The master mold for Oliver is done. The rubber original had not yet been poured when this picture was taken, but it is now curing in the mold. It will take a day before I know if the casting is good, but since he is at a stopping point I decided it was time to tackle his mother.
The first step for Elsie was going to be removing her tail. I am still on the fence about whether or not I’ll need to lop off her head (more on that in a future post), but there is no way that tail can stay where it is. If an undercut is an area on the original that overhangs and obscures another area, then her tail is the mother of all undercuts! As can be seen in the picture above, the entire tail loops back around and sits in front of the rest of the tail.
And to make her even more interesting, there is another undercut area behind the fringed edge near the dock on this side. She has lovely tailbone detailing under there, so it needs to be preserved. The logical thing to do is cut the tail off where it meets the body. I have already drawn the cut line in the top picture.

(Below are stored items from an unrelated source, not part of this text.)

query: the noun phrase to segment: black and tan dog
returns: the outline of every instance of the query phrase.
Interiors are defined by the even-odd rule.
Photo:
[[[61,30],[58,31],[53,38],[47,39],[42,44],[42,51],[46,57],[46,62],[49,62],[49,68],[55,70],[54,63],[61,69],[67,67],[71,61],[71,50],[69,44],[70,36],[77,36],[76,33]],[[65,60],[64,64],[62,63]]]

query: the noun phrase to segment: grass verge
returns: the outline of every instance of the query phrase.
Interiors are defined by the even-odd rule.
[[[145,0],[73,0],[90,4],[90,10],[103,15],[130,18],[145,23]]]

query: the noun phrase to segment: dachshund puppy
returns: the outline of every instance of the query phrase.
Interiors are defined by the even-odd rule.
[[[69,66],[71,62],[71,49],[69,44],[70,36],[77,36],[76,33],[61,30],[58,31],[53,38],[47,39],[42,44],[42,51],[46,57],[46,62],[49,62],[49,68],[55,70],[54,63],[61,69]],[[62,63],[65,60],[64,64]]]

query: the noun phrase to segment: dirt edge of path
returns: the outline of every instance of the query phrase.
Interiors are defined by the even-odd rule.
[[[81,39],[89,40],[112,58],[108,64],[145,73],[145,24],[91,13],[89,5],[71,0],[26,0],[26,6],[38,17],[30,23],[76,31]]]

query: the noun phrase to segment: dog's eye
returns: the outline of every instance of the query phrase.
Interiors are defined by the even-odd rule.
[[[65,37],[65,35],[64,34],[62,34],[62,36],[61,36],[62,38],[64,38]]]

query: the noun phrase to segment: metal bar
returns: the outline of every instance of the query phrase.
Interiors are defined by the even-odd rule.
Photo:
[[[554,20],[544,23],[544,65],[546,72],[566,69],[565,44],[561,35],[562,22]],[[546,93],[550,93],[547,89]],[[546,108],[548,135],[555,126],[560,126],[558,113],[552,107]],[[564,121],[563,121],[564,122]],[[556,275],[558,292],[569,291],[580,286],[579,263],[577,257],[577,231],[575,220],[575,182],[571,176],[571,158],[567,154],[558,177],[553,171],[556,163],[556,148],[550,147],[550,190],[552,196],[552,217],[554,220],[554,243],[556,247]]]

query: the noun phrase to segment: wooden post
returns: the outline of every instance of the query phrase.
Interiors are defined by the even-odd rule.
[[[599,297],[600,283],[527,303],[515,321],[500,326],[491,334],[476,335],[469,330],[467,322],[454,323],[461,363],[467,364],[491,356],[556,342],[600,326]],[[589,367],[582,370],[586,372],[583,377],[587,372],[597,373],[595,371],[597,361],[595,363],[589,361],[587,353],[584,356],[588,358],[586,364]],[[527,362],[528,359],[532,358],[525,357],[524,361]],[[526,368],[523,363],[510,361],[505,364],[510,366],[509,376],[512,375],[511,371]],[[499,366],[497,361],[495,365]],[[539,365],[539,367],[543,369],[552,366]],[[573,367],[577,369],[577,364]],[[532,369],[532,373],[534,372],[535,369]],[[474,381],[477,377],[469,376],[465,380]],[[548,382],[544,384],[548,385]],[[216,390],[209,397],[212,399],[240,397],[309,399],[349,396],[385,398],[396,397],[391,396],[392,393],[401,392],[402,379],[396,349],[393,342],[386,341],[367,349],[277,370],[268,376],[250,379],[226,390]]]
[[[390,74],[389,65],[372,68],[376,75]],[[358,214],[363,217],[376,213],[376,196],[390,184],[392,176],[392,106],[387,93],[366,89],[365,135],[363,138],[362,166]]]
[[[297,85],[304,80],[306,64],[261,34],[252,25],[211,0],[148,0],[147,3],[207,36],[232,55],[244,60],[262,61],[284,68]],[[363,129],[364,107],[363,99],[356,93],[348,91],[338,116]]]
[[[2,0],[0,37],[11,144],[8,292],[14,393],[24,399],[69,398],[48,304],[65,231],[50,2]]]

I hate cutting, and hate cutting resin most of all. It’s really hard to get a clean cut, even with a jeweler’s saw (which will be necessary to avoid cutting the other part of her tail along with the rest). In this case, however, cutting the resin is the lesser of two evils because cutting the rubber master would mean I’d have to find a way to get the tail to fill properly with rubber. If there is something I dislike more than sawing on resin, it’s fiddling around with complicated rubber pours!
So tonight I’ll do a little tail docking. Once that’s done, I have to start making some decisions about how I think the rest of her will work.